Aber schauen wir uns weiter in Schillers Dichterwerkstatt um.

Der Dichter soll während seiner Vorstudien zum "Wallenstein" auf Jehudah Abravanels (1460 - 1523 ungefähr) "Dialoghi" gestoßen sein, in denen der Mensch - auch in Goethes Sinne - "in Naturverbundenheit und Willensbestimmtheit" gefasst ist. Aber ob die Lektüre wirklich für den "Wallenstein" von Belang geworden ist, dünkt ebenfalls mehr als fraglich.
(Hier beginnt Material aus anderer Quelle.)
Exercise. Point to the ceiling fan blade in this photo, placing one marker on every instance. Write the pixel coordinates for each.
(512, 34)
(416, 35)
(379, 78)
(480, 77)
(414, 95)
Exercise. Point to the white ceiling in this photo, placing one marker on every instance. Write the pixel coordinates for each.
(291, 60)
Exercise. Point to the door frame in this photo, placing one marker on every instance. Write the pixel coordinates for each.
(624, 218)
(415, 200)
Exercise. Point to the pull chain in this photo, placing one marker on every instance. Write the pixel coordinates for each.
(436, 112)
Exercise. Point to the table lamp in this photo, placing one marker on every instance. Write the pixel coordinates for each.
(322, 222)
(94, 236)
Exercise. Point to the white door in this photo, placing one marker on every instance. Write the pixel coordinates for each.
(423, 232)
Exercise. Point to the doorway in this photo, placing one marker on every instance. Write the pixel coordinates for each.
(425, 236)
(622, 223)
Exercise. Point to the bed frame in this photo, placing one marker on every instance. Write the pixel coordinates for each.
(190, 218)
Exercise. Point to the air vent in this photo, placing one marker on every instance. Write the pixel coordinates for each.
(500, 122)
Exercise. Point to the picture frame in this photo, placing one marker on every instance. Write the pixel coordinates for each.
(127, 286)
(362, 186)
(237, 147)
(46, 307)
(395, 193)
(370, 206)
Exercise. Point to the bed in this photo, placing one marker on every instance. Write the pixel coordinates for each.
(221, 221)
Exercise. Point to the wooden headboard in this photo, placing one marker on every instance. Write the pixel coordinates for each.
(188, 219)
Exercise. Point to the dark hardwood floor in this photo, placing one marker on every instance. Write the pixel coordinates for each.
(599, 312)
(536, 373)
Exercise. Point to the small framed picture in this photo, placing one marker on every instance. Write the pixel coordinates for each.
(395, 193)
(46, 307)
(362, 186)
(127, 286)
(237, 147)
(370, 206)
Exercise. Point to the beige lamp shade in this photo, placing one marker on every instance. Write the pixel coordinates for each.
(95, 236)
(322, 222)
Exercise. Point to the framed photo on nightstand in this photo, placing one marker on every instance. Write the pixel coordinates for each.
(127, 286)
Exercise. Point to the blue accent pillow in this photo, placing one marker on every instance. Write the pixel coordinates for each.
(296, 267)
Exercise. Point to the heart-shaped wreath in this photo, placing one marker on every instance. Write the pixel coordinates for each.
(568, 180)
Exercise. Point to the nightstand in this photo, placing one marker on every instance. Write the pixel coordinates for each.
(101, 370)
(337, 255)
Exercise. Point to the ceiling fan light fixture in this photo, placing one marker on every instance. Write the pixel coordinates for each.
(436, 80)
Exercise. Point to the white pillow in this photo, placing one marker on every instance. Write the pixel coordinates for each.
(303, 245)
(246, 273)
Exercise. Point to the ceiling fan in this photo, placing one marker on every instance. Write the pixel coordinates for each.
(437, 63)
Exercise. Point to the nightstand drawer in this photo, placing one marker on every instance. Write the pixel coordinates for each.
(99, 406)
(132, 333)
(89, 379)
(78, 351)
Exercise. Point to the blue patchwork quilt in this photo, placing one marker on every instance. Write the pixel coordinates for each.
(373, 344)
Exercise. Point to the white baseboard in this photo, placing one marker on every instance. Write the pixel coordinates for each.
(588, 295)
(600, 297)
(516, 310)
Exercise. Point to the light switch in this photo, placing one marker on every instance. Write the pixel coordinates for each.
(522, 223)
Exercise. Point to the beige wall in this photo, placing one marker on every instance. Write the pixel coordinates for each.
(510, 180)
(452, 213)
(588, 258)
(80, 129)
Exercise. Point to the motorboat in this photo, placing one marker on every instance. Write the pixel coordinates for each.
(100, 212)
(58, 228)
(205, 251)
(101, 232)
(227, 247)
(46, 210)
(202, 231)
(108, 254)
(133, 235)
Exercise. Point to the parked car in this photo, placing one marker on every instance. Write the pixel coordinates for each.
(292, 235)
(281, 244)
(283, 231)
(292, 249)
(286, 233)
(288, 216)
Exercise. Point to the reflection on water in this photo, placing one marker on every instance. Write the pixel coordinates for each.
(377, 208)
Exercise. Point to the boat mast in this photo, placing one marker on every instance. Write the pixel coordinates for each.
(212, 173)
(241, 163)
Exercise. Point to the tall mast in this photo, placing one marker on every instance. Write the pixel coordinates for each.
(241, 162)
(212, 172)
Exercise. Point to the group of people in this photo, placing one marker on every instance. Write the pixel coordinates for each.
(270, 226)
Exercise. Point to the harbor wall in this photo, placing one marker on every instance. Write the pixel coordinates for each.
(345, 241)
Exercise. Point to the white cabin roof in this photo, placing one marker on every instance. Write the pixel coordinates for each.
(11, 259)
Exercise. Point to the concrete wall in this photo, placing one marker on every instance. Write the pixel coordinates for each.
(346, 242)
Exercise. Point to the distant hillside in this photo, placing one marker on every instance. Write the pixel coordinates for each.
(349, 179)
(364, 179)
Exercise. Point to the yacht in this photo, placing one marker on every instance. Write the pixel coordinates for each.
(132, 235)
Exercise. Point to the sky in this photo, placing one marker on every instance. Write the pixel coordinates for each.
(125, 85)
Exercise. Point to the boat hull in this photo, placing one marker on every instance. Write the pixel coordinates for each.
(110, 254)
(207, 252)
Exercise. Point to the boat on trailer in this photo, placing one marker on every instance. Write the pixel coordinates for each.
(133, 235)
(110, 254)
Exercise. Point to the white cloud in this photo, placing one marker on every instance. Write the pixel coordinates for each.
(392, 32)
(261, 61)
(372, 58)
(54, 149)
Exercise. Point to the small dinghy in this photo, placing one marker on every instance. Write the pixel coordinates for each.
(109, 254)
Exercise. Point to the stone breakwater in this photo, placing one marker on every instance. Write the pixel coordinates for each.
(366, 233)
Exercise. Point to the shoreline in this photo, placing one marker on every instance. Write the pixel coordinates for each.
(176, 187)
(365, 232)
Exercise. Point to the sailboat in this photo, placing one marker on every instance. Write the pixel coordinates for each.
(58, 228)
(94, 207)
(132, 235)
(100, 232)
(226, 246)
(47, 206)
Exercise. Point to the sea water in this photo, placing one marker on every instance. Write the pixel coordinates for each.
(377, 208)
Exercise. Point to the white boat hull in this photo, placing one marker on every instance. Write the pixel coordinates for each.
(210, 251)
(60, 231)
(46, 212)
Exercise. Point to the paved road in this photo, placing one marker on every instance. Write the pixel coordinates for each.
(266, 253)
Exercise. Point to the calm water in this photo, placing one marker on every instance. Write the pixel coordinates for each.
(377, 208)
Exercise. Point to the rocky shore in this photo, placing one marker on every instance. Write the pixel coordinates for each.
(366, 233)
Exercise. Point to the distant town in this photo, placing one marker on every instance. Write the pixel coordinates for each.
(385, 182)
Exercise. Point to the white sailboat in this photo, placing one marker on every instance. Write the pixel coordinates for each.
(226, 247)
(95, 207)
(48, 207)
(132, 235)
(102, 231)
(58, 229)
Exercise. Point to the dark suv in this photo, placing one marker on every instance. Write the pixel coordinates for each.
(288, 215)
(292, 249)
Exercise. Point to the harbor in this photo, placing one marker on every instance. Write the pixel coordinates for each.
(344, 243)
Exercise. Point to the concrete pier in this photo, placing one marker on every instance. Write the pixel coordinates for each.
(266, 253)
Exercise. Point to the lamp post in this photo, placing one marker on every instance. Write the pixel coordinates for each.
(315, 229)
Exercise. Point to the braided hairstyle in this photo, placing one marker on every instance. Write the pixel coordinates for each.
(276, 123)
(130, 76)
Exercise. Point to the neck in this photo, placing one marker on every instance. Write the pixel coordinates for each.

In Schillers Jugendlyrik kann man nur mit Mühe gewisse anrüchige Formulierungen ausmachen, wie etwa "Pharisäerlarven" und "Eure Juden schachern mit der Münze" in dem Gedicht "Die schlimmen Monarchen" sowie "ermauscheln und "Pharisäer" im Sinne von selbstgerechten und heuchlerischen Menschen in dem Gedicht "Der Venuswagen", was einem Karl Kraus offensichtlich nicht sonderlich aufgefallen ist oder dem er keinerlei Bedeutung beigemessen hat. Entdeckte er in diesem Gedicht doch nur, wie er 1905 in der "Fackel" schrieb, einen "Triumph der Sinnlichkeit." Zumindest kann man aus all diesen Textstellen nicht auf eine pro- oder anti-jüdische Mentalität des Dichters schließen, auch wenn gerade der Ausdruck "Pharisäer" das Bild von Juden bei Antijudaisten lange Zeit bestimmt hat und oft heute noch den christlich-jüdischen Dialog unnötig erschwert. Wie damals und leider manchmal heute noch üblich hat Schiller die drei oben zitierten Ausdrücke wohl lediglich gedankenlos benutzt.

Kurzum, in Schillers Schriften kommen kaum Juden vor, von denen jedoch keiner eine wichtige Figur ist oder als besonders tugendhaft oder als besonders anrüchig dargestellt wird.